JAKARTA, suararealitas.co – Beberapa pekerjaan rumah Kementerian Kesehatan kini telah menanti, salah satunya membongkar jaringan peredaran obat ilegal seperti obat keras terbatas (K).
Maraknya peredaran obat keras golongan HCI ini tak luput dari peran BPOM RI, dan pihak Kepolisian dalam memberangus jaringan obat keras tanpa Nomor Izin Edar BPOM RI. Senin, (17/3/2025).
Di wilayah hukum Polres Bekasi Kota, praktik perdagangan obat keras terbatas (K) dikategorikan cukup menggurita.
Kartel pengedar obat keras terlihat jelas tak luput dari jerat hukum, atau memang peredaran obat keras dijadikan lahan basah untuk meraup keuntungan semata bagi oknum tidak bertanggung jawab.

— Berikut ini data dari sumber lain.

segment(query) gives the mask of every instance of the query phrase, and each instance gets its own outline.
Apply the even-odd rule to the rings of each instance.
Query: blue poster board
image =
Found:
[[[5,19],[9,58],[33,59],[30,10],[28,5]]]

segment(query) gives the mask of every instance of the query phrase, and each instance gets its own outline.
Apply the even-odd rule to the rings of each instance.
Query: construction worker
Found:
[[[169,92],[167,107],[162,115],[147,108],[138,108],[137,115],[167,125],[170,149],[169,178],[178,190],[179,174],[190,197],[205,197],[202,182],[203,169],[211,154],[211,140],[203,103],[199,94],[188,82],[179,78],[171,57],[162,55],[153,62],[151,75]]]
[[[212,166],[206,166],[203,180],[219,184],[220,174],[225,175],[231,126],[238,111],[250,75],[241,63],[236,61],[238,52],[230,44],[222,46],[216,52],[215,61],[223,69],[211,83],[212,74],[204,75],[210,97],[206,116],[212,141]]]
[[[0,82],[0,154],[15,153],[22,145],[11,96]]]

Hasil survei menunjukan, bahwa tingkat pengedar pil koplo di Bekasi Kota cukup mengkhawatirkan. Seperti halnya toko penjual pil koplo yang berhasil di himpun suararealitas.co di Jalan Bintara No.51, RT.013/RW.002, Bintara Jaya, Kecamatan Bekasi Barat, Kota Bekasi.

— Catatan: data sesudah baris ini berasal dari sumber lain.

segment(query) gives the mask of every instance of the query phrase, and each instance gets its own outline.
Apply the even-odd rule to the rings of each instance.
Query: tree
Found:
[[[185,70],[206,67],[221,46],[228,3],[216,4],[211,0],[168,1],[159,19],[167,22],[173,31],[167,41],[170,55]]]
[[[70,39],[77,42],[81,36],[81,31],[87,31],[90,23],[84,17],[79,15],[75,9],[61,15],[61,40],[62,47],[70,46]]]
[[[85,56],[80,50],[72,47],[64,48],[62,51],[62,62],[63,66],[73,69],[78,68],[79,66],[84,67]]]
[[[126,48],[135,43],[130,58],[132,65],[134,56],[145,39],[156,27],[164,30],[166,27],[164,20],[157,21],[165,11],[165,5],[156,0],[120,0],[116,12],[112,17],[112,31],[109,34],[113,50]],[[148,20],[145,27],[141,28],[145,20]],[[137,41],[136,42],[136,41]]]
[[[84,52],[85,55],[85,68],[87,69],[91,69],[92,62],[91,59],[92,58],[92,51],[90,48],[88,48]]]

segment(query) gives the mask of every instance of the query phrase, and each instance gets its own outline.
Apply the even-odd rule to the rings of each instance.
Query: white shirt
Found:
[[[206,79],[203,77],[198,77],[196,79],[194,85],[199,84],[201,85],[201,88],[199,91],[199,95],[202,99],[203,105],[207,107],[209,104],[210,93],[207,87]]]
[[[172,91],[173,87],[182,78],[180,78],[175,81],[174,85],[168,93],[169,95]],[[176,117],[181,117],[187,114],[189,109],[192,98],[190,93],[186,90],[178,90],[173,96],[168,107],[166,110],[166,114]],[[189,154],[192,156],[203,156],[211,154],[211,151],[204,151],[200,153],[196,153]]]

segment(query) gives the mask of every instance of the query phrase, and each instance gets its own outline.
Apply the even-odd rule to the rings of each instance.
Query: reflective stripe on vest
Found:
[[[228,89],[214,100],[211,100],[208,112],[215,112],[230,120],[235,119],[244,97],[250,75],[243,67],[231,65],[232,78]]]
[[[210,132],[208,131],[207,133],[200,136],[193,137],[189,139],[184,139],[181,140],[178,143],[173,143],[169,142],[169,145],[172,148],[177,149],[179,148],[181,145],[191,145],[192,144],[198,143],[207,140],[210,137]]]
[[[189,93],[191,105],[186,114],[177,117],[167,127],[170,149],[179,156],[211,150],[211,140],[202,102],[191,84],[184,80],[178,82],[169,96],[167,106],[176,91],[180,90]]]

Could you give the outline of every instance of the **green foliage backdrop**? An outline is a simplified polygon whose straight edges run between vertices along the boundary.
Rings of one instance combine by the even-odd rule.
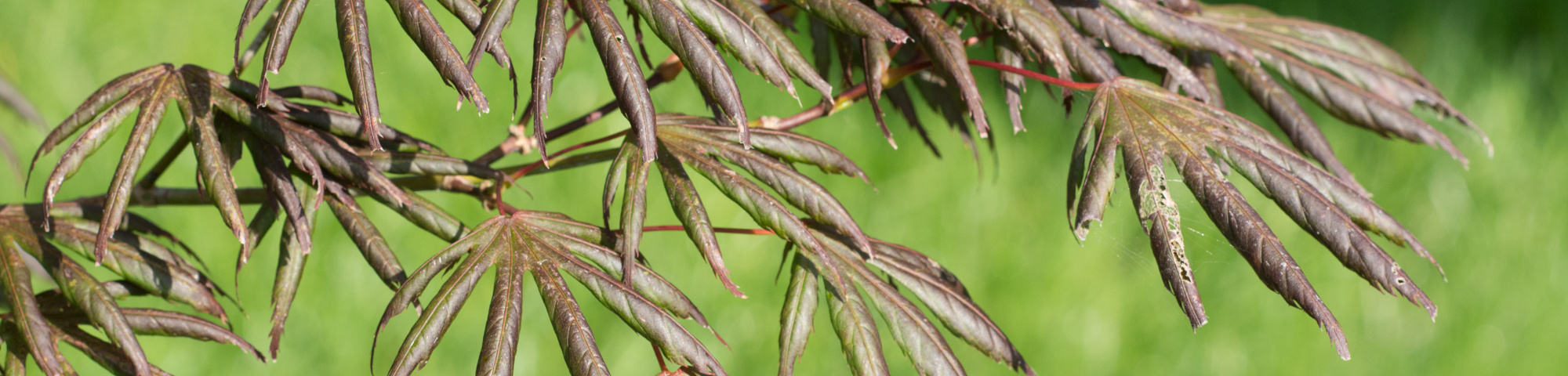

“Toko ini punya bos saya bang, jika ada hal apapun nanti bos Edo yang mengurusi semuanya, Polsek dan Polres mungkin melalui Bos Edo, soalnya saya baru jaga tiga hari bang,” ujar penjaga toko kepada suararealitas.co, Senin (17/3/2025).
Menurut Keputusan Menteri Kesehatan RI Nomor 02396/A/SK/VIII/1989. Obat keras daftar G, penggunanya harus diresepkan dokter.

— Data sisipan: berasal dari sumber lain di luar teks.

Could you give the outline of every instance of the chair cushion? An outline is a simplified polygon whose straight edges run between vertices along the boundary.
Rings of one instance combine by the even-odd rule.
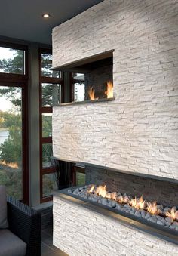
[[[24,256],[26,244],[9,230],[0,230],[0,256]]]
[[[7,197],[5,186],[0,185],[0,228],[8,227],[7,220]]]

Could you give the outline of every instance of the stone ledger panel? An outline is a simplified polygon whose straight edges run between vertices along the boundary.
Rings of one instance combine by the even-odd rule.
[[[115,50],[116,97],[54,107],[54,156],[178,179],[177,12],[177,1],[105,0],[53,29],[54,67]]]
[[[177,245],[57,195],[53,211],[54,245],[69,255],[177,255]]]

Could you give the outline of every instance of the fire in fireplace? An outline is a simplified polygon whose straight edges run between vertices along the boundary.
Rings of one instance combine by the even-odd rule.
[[[68,192],[79,197],[121,211],[137,218],[143,218],[155,224],[178,231],[178,209],[144,200],[141,197],[132,197],[121,192],[109,192],[106,184],[69,189]]]
[[[95,97],[95,90],[94,89],[93,86],[90,88],[87,91],[90,100],[98,100],[99,97]],[[113,98],[113,84],[111,81],[107,82],[106,83],[106,91],[104,92],[104,94],[106,95],[107,99]],[[103,95],[103,97],[104,97]]]

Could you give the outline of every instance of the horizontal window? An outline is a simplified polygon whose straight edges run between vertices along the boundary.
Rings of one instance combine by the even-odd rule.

Property of suararealitas.co
Namun di Bekasi Kota, obat keras seperti Tramadol, Heyximer, Aprazolam, Camlet marak diperjualkan dengan bebas kepada semua kalangan.
Tindakan memproduksi dan mendistribusikan produk ilegal melanggar Pasal 196 dan/atau Pasal 197 Undang-undang No. 36 Tahun 2009 Tentang Kesehatan dengan ancaman pidana penjara paling lama 15 tahun dan denda paling banyak Rp1,5 miliar.
Sementara itu, narkotika adalah zat atau obat yang terbuat dari tanaman, bahan sintetis, atau semisintetis untuk menghilangkan rasa nyeri atau menurunkan kesadaran.
Codeine, morfin, tramadol, dan diazepam merupakan beberapa contoh obat golongan ini.
Namun dipasar obat keras tersebut bisa dipastikan palsu seperti Tramadol yang jelas berbeda pada kemasan yang terlihat polos alias obat palsu dan tidak memiliki Nomor Edar.
Menanggapi peredaran pil koplo, Pengamat Kebijakan Publik Aris Sucipto angkat bicara.
“Tentunya keterlibatan pihak Kepolisian harus dapat mempersempit ruang gerak pengedar pil koplo. Mengingat obat tersebut di jual di toko-toko kosmetik. Atau mungkin peredaran pil koplo tersebut di jadikan peluang untuk meraup keuntungan,” tutup Aris.